Il y a plus de trente ans, dans un article sur « Le rôle et l’importance des mouvements en psychologie »[1], j’avais essayé de signaler cette lacune. Mes remarques, sur ce sujet, me semblent aujourd’hui bien timides et bien insuffisantes. Beaucoup a été fait depuis dans cette direction.
Plusieurs fois je me suis demandé s’il n’y aurait pas lieu d’écrire un livre qui, sous le titre de « Psychologie des mouvements, » étudierait isolément et exclusivement les éléments de nature motrice dans toutes les manifestations de la conscience. Tous les traités didactiques de psychologie consacrent des chapitres aux instincts, aux tendances, à l’activité volontaire, aux mouvements qui expriment les émotions : dans notre livre supposé, on ferait davantage. On aurait à étudier les mouvements dans les perceptions, les images, les concepts, les opérations logiques, dans la genèse des sentiments, dans les formes multiples de la « facultas signatrix », car le mouvement est dans tout, partout, et peut être la base de tout.
Ce serait une œuvre de longue haleine, et les Essais qui suivent ne visent pas si haut. Ils se concentrent sur une question unique : les rapports de l’activité inconsciente avec les mouvements.
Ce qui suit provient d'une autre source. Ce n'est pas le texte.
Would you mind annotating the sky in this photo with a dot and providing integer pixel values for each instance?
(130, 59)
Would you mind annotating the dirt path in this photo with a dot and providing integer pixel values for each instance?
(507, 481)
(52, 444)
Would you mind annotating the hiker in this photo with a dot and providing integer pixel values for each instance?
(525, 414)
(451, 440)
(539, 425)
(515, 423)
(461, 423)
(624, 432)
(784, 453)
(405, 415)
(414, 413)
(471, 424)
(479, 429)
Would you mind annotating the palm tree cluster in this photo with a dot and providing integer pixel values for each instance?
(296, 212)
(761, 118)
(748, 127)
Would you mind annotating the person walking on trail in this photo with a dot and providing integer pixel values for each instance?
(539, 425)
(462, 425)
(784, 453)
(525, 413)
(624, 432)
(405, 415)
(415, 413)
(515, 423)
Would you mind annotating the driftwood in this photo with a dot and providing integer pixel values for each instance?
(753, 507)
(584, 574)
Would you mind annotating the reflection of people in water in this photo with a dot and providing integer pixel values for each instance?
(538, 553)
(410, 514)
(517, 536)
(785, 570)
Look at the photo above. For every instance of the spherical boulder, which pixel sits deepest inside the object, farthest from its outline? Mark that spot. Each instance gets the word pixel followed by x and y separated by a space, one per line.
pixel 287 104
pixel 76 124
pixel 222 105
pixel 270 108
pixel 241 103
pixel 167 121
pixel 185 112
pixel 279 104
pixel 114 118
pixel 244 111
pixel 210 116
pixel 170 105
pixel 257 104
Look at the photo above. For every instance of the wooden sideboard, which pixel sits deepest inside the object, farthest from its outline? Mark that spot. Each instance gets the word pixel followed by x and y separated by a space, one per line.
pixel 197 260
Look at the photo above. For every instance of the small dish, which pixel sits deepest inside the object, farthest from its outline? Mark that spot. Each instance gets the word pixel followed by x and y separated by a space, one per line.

En m’appuyant sur des faits et des raisons, j’ai proposé une hypothèse qui me paraît ressortir des explorations dues à des auteurs nombreux et bien connus, dans le monde souterrain de l’esprit, notamment aux études récentes désignées depuis Freud sous le nom de « Psycho-analyse ». Cette hypothèse, c’est que le fond, la nature intime de l’inconscient ne doivent pas être déduits de la conscience — qui ne peut l’expliquer —, qu’ils doivent être cherchés dans l’activité motrice, actuelle ou conservée à l’état latent.
TH. RIBOT.
↑Revue Philosophique, octobre 1879.
CHAPITRE PREMIER
LE RÔLE LATENT DES IMAGES MOTRICES
I
Le but de cet Essai n’est pas une étude complète des représentations motrices. Même réduite à l’essentiel, elle serait très longue, car l’activité motrice pénètre la psychologie tout entière. De plus, comme elle a été faite partiellement ou en totalité par des auteurs très compétents, elle serait assez superflue. Notre unique but est d’appeler l’attention sur le rôle prépondérant des éléments moteurs dans l’activité inconsciente de l’esprit, et nos remarques préliminaires n’auront d’autre fin que d’y préparer.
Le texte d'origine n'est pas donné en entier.